Meva Hodzic takes out a tobacco box, a rusted Swiss knife and a key from a plastic box, and with them fall crumbs of clay. She puts the clay back in the bag, because it's a kind of relic, too: It comes from the mass grave where her husband was found after Serbs killed him in the forest, as he fled carrying the three objects. "It belongs to these items and they should stay together. I was asked to give all this up for a museum of items found in mass graves. But, no," she says "how can I do that if it's the only thing I have left from him?" Mujo ran into the forest with the other Srebrenica men after promising to come back to find her in the purported safe haven that was under Dutch peacekeeper protection.
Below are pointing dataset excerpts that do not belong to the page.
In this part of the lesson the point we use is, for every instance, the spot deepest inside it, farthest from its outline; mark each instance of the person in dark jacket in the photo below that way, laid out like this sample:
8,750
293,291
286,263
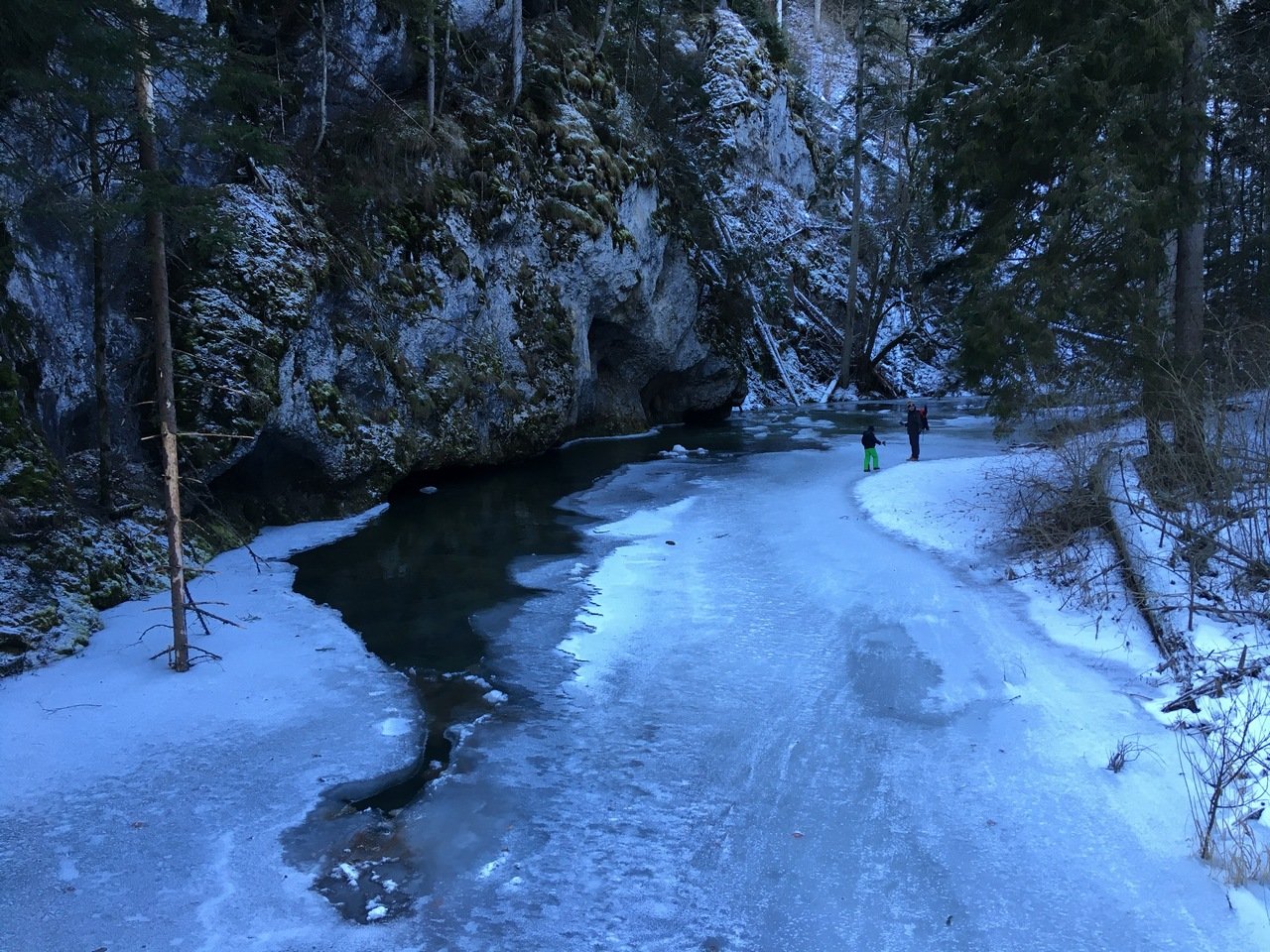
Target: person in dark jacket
913,422
870,443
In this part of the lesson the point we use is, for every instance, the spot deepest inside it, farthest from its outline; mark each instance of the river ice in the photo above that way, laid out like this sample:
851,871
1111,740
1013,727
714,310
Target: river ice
776,706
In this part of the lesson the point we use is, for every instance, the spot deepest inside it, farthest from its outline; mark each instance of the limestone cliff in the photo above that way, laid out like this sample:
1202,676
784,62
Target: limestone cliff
398,290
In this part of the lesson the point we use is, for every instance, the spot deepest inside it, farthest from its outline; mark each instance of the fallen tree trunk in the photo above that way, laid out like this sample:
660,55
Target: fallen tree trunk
1121,497
1218,684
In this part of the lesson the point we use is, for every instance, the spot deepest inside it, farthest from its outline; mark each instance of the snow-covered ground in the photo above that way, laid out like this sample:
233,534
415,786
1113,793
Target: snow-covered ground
803,708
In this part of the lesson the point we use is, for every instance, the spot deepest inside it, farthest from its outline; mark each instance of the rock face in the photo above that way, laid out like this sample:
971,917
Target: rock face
535,278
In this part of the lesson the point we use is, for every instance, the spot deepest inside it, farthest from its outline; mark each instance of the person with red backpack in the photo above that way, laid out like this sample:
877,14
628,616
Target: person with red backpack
915,422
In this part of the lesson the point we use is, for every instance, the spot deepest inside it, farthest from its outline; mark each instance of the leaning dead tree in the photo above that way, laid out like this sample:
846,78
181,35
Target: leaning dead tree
157,254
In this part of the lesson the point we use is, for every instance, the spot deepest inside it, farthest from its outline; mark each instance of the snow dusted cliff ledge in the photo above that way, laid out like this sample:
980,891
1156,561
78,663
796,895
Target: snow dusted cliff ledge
541,284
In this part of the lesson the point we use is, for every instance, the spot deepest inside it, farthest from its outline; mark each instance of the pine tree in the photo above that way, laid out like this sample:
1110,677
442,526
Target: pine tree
1055,135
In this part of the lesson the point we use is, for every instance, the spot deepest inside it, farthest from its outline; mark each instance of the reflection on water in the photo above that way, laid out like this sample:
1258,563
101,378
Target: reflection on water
412,580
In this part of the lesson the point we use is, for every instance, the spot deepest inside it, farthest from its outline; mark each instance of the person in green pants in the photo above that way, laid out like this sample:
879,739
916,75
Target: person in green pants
870,442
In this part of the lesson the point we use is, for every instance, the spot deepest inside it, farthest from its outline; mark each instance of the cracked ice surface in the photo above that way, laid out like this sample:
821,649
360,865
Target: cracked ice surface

Instead, parts of Mujo's body turned up after the war in three different mass graves. He was put together and identified through DNA analysis. "Besides him I lost two brothers, my father, two sons-in-law and my nephews."

___

PICTURE OF SORROW

When Remzija Delic, 58, wakes up in the morning, the first thing she sees on the wall is the picture of her husband Sabit. Then she gets up and looks through the window at the former factory that the United Nations turned into their military headquarters after they declared Srebrenica a safe haven - staring hard at its gate. She goes to the stove and puts the water on boil for her morning coffee. When she returns to the window, she sees her neighbor walking down the street to work, and her face grows dark. She says he was the Bosnian Serb army soldier who separated her husband from her at the factory gate, selecting him to become one of the victims of the massacre. She also lost her father, two brothers and several nephews. As Sabit was trying to board the bus transporting the Srebrenica women to government-held territory, she says, the neighbor grabbed him by the back and yelled: "No. Not you." He pushed him over to the crowd of men chosen for killing, according to Delic. Forensic experts found Sabit, 40, in a mass grave. "You know, all this did not make me hate the Serbs," she says. "There are some wonderful people among them."

___

TOBACCO BOX AND FLINT

Djulka Jusupovic, 65, carefully handles a tobacco box made of cans of U.N.-delivered food, along with a piece of flint used to make fire with during the war. After three years of Serb siege, the population ran out of lighters or matches and improvised just like cavemen did. "Someone would make fire with this in his garden in the morning, then everybody would come with a piece of wood to light it and take it home to make a fire," she said, describing life in a town that was on the brink of starvation before the bloodletting began. She keeps the items in several plastic bags. They are still as dirty as they were found when found on her husband, Himzo, as he was excavated from a mass grave. These days she rarely looks at the objects. Each time she takes them out, she remembers what the forensic experts told her when they handed them to her: Himzo, after being shot, may have still been alive when buried.

___

HOME-KNIT SWEATER

"Once this sweater was white like snow," says 60-year-old Kadira Gabeljic. "I knitted it myself." She points to it in a picture of the clothes wrapped around her husband's skeleton when forensic experts found him. "Now it's black from the dirt of the mass grave they found him in, and it is torn in the middle from bullets that rattled through his stomach when the Serbs shot him." Her only two children, sons Mesud, 16, and Meho, 21, followed their father Abdulah and the other men fleeing through the woods. All three were hunted down and slaughtered. Her 42-year-old husband and Meho were taken to a warehouse in the nearby village of Kravice and locked inside with another 1,000 other men who were hunted down. Then the Serbs threw hand grenades inside and mowed down the crowd through the windows, until they killed all of them. Forensic experts later found their body parts in four different mass graves. "Actually, they only found parts of Meho," she said. "The head and legs. The middle part is still missing. I buried what I had."

Thursday 9 July 2015

http://www.ksby.com/story/29507535/srebrenica-women-tell-tale-of-loss-through-objects-of-memory

continue reading

Saturday, 4 July 2015

Funerals of 136 Bosnian victims to mark anniversary


This year’s 20th anniversary of the Srebrenica massacre will be marked by the burial of 136 victims identified over the past year, an official said on Friday.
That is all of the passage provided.